A questão da fome no Brasil e seus fatores motivadores
Enviada em 12/09/2021
Embora o advento das tecnologias agropecuárias, introduzidas pela Revolução Verde, fizessem com que a produção não dependesse somente da área territorial, mas sim das técnicas envolvidas, a fome, no Brasil, ainda figura como uma das principais problemáticas a ser resolvida. Com o aumento da população em insegurança alimentar - de sete milhões para dez milhões, de acordo com dados do IBGE em 2018 -, tal discussão se tornou primordial. Dessa maneira, é perceptível que os altos indíces, relacionados à fome, são um reflexo do cenário de desigualdade social e da má distribuição de alimentos no país. Assim, faz-se necessário discutir acerca do tema, a fim de propor soluções concretas que amenizem essa adversidade.

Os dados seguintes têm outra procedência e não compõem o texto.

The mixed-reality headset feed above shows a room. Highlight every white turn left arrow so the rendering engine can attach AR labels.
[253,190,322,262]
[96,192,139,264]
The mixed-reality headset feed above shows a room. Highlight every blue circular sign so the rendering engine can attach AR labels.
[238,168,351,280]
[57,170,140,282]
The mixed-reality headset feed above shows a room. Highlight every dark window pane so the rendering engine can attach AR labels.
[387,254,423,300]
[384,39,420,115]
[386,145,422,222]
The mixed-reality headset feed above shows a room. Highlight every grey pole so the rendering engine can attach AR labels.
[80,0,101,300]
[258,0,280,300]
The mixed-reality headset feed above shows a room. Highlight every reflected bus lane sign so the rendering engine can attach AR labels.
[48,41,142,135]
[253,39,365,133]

Decerto, nota-se que a desigualdade social no Brasil é uma das principais adversidades que assolam o país e contribuem para o aumento da fome. Isso é mostrado no Índice de Gini, o qual enquadra o Estado brasileiro entre os 10 países mais desiguais do mundo. Tal desigualdade corrobora com o alastramento da fome, por meio da grande discrepância no poder aquisitivo - a concentração da renda se encontra nas mãos de poucos - e pela falta de políticas públicas, relacionadas a geração de renda e emprego, bem como na educação, sáude e outros direitos sociais, fazendo com que uma boa parcela da população fique desempregada ou à merce dos subempregos, cujos baixos salários colaboram para a manutenção desse ciclo vicioso. Esse contraste entre as concentrações de renda e políticas de governo mostra que muitos brasileiros ficam em situações de risco frente a de sua alimentação.

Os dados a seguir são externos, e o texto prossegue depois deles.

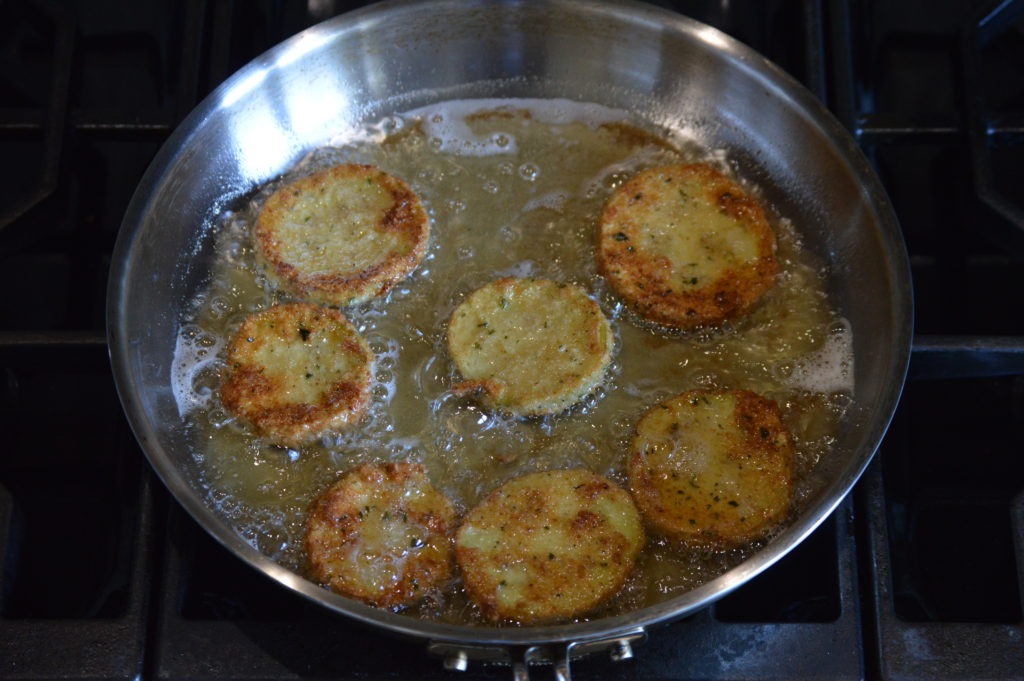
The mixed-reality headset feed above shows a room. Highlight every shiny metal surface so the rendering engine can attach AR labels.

Em segundo plano, é visível que há, no Brasil, uma má distribuição dos alimentos entre a população. Isso é evidenciado por uma pesquisa da Organização das Nações Unidas para Alimentação e Agricultura (AFO), que mostra a produção alimentícia brasileira como a terceira maior do mundo, atrás apenas da China e dos EUA. Essa má distribuição, no mercado interno, é resultante de um modelo agroexportador e da dependência que o país tem do pequeno produtor - responsável por boa parte do alimento comercializado no mercado nacional - o qual sofre com a falta de assistência. Desse modo, é por meio desse modelo que o Brasil ainda sofre com a insegurança alimentar e fome.

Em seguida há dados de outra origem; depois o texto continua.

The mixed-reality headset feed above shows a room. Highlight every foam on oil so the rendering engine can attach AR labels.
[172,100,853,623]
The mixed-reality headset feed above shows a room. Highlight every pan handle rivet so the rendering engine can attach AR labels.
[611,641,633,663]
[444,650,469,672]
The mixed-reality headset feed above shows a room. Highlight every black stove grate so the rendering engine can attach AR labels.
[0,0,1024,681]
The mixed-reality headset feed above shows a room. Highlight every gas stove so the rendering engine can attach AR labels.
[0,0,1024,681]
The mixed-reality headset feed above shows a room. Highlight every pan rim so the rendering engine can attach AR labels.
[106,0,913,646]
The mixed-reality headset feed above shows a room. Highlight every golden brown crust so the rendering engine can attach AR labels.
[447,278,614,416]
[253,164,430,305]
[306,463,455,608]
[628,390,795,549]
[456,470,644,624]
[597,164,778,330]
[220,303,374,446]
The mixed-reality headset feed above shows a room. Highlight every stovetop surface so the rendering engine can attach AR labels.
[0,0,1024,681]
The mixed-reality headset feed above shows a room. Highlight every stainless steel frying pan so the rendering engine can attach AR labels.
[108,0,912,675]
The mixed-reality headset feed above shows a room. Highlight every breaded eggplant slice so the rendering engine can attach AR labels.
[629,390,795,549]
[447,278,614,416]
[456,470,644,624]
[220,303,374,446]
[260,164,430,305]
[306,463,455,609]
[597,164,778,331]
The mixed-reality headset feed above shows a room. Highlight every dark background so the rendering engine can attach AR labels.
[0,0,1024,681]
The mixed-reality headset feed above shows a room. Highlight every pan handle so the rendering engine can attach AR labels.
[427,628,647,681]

Por conseguinte, é perceptível que a fome e a insegurança alimentar são resultantes da desigualdade social e da má distribuição dos alimentos no mercado interno. Portanto, urge ao Ministério da Agricultura, juntamente com o Ministério do Desenvolvimento, criar, por meio de investimentos, políticas de auxílio e subsídio ao pequeno produtor, para que o mesmo não sofra com a volatilidade cambial e com as intempéries, pois é ele que é responsável pelos alimentos que abastecessem a mesa do brasileiro.